Decoding DTMF from a WAV file

Asked 4/12, 2015 at 16:29 Answered 7/12, 2015 at 15:57

Following on from my earlier question, my goal is to detect DTMF tones in a WAV file from C#. However, I'm really struggling to understand how this can be done.

I understand the DTMF uses a combination of frequencies, and a Goertzel algorithm can be used ... somehow. I've grabbed a Goertzel code snippet and I've tried shoving a .WAV file into it (using NAudio to read the file, which is a 8KHz mono 16-bit PCM WAV):

 using (WaveFileReader reader = new WaveFileReader(@"dtmftest_w.wav"))
  {
      byte[] buffer = new byte[reader.Length];

      int read = reader.Read(buffer, 0, buffer.Length);
      short[] sampleBuffer = new short[read/2];
      Buffer.BlockCopy(buffer, 0, sampleBuffer, 0, read/2);
      Console.WriteLine(CalculateGoertzel(sampleBuffer,8000,16));                 
   }

 public static double CalculateGoertzel(short[] sample, double frequency, int samplerate)
   {
      double Skn, Skn1, Skn2;
      Skn = Skn1 = Skn2 = 0;
      for (int i = 0; i < sample.Length; i++)
         {
            Skn2 = Skn1;
            Skn1 = Skn;
            Skn = 2 * Math.Cos(2 * Math.PI * frequency / samplerate) * Skn1 - Skn2 + sample[i];
         }
      double WNk = Math.Exp(-2 * Math.PI * frequency / samplerate);
      return 20 * Math.Log10(Math.Abs((Skn - WNk * Skn1)));
    }

I know what I'm doing is wrong: I assume that I should iterate through the buffer, and only calculate the Goertzel value for a small chunk at a time - is this correct?

Secondly, I don't really understand what the output of the Goertzel method is telling me: I get a double (example: 210.985812) returned, but I don't know to equate that to the presence and value of a DTMF tone in the audio file.

I've searched everywhere for an answer, including the libraries referenced in this answer; unfortunately, the code here doesn't appear to work (as noted in the comments on the site). There is a commercial library offered by TAPIEx; I've tried their evaluation library and it does exactly what I need - but they're not responding to emails, which makes me wary about actually purchasing their product.

I'm very conscious that I'm looking for an answer when perhaps I don't know the exact question, but ultimately all I need is a way to find DTMF tones in a .WAV file.
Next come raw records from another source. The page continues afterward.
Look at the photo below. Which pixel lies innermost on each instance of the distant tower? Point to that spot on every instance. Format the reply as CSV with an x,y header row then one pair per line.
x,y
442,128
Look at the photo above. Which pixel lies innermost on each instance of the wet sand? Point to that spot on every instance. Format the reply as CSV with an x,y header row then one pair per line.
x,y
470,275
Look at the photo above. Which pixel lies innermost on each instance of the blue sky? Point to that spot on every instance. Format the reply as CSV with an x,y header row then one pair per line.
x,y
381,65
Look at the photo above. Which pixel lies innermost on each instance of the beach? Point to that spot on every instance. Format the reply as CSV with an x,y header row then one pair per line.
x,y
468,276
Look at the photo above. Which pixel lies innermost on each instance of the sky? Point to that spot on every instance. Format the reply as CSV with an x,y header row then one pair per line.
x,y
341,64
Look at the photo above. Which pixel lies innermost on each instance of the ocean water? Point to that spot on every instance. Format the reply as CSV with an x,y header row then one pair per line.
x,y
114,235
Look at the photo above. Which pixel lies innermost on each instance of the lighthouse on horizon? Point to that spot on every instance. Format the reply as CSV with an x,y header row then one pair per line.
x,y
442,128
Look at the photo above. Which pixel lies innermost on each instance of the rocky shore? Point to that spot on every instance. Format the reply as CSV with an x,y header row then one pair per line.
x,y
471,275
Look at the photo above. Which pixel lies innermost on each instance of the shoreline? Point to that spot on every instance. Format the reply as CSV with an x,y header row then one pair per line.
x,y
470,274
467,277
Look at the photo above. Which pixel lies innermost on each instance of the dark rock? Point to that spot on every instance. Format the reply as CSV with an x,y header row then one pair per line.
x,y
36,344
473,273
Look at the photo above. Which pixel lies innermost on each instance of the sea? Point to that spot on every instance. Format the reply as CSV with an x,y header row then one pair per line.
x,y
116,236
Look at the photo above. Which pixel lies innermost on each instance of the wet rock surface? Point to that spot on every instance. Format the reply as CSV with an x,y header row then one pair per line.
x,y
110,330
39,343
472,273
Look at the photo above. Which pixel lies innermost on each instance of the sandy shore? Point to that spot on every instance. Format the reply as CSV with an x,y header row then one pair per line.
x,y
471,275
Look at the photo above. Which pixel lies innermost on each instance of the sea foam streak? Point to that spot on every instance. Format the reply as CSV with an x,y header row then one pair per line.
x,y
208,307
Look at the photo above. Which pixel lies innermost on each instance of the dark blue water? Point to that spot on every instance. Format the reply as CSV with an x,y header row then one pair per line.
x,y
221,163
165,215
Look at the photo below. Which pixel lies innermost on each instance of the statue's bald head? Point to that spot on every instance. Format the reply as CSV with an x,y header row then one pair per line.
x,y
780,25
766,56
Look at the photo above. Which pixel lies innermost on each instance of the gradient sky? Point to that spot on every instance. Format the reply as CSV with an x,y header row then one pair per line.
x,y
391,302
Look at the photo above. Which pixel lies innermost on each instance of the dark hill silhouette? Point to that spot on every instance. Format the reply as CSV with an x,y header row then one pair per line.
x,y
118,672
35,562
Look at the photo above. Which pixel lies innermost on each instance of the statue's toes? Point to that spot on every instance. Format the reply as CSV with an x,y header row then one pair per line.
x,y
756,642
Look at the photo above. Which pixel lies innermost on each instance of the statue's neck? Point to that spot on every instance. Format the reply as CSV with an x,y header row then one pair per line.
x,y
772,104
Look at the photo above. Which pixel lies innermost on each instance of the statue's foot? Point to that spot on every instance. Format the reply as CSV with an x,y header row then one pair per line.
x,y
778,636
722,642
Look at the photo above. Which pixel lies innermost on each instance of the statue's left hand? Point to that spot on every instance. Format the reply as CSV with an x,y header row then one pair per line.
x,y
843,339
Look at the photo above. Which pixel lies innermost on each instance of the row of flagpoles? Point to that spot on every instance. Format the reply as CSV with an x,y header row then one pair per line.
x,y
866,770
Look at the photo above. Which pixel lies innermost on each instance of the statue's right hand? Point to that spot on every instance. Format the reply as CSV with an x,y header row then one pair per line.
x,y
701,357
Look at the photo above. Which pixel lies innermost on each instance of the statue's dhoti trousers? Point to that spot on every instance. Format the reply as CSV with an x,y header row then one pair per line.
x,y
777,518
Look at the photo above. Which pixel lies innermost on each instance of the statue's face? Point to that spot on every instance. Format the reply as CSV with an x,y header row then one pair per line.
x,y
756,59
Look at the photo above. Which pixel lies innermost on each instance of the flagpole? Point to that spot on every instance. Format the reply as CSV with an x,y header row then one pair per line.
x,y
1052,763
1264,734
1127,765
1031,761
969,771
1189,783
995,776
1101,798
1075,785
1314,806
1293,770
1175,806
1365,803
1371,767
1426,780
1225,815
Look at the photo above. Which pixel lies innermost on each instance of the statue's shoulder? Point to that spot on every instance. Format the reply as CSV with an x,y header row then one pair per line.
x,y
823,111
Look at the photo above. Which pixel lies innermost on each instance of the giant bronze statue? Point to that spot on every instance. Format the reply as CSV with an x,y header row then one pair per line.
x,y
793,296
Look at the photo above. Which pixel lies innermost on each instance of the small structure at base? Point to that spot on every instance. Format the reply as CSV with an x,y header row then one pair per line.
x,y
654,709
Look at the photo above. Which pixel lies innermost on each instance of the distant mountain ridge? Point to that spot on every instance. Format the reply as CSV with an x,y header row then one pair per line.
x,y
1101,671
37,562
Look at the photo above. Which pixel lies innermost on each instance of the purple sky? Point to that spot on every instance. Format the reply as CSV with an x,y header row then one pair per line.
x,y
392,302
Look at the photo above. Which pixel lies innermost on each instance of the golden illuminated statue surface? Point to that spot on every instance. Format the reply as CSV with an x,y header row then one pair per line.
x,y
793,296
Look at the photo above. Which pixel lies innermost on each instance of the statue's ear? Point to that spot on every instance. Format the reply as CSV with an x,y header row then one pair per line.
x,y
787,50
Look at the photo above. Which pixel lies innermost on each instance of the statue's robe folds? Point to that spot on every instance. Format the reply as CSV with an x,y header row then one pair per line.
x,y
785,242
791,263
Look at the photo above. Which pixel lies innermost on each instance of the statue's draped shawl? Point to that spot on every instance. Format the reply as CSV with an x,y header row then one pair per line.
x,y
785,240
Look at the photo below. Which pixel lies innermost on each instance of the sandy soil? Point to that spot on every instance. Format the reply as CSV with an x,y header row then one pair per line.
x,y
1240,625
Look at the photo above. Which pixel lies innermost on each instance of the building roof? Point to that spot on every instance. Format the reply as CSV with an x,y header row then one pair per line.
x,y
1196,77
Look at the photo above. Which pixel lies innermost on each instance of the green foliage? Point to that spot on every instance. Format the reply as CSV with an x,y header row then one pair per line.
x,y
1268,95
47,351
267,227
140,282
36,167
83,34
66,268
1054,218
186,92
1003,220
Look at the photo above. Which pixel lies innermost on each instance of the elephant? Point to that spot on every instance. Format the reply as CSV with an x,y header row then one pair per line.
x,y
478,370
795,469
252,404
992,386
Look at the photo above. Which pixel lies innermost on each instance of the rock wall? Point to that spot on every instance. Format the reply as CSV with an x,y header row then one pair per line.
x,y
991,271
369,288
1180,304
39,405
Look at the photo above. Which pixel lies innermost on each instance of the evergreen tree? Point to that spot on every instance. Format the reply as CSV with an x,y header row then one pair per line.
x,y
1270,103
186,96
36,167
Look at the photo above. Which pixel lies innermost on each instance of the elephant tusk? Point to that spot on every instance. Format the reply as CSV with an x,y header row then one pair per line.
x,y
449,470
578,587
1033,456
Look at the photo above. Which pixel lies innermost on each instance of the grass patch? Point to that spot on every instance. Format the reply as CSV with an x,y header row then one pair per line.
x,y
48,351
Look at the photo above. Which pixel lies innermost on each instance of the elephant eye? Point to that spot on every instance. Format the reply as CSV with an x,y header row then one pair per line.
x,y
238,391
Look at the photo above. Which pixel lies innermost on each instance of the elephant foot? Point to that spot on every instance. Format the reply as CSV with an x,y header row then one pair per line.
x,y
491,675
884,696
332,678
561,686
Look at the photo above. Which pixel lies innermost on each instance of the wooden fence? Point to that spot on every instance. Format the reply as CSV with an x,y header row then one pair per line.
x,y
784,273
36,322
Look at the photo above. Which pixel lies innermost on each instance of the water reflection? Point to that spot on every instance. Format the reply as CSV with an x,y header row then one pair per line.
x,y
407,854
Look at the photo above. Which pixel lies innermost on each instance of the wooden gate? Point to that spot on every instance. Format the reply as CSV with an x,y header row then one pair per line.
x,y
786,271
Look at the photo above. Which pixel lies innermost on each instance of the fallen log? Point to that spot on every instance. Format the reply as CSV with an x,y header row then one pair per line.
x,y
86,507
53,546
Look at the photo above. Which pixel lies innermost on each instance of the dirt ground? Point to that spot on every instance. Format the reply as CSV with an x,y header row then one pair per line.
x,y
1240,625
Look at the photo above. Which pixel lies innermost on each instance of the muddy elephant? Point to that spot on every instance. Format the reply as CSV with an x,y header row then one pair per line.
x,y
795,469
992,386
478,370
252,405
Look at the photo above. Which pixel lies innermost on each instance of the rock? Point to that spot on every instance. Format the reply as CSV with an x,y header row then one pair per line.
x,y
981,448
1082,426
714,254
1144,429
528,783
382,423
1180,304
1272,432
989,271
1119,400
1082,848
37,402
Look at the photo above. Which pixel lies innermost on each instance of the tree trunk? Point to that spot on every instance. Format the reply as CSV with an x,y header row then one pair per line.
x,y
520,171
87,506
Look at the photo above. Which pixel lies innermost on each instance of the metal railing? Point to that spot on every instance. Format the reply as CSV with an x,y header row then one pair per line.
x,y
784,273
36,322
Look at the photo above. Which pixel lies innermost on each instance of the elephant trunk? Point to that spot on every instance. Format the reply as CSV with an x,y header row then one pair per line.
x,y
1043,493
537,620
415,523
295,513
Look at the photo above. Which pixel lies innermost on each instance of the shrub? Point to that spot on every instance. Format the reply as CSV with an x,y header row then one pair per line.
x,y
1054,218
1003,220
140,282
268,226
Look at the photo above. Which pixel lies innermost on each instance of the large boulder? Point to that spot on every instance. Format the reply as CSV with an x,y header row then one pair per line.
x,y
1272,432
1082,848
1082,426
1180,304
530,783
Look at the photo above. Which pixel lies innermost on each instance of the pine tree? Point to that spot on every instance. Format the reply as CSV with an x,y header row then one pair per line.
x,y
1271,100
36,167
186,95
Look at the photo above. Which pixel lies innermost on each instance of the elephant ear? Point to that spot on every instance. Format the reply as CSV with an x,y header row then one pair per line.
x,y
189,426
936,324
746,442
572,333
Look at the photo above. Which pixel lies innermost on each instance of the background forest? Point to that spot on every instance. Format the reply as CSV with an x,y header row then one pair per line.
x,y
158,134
Am I on the right lines, and if not, can anyone point me in the right direction?

EDIT: Using @Abbondanza 's code as a basis, and on the (probably fundamentally wrong) assumption that I need to drip-feed small sections of the audio file in, I now have this (very rough, proof-of-concept only) code:

const short sampleSize = 160;

using (WaveFileReader reader = new WaveFileReader(@"\\mac\home\dtmftest.wav"))
        {           
            byte[] buffer = new byte[reader.Length];

            reader.Read(buffer, 0, buffer.Length);

            int bufferPos = 0;

            while (bufferPos < buffer.Length-(sampleSize*2))
            {
                short[] sampleBuffer = new short[sampleSize];
                Buffer.BlockCopy(buffer, bufferPos, sampleBuffer, 0, sampleSize*2);


                var frequencies = new[] {697.0, 770.0, 852.0, 941.0, 1209.0, 1336.0, 1477.0};

                var powers = frequencies.Select(f => new
                {
                    Frequency = f,
                   Power = CalculateGoertzel(sampleBuffer, f, 8000)              
                });

                const double AdjustmentFactor = 1.05;
                var adjustedMeanPower = AdjustmentFactor*powers.Average(result => result.Power);

                var sortedPowers = powers.OrderByDescending(result => result.Power);
                var highestPowers = sortedPowers.Take(2).ToList();

                float seconds = bufferPos / (float)16000;

                if (highestPowers.All(result => result.Power > adjustedMeanPower))
                {
                    // Use highestPowers[0].Frequency and highestPowers[1].Frequency to 
                    // classify the detected DTMF tone.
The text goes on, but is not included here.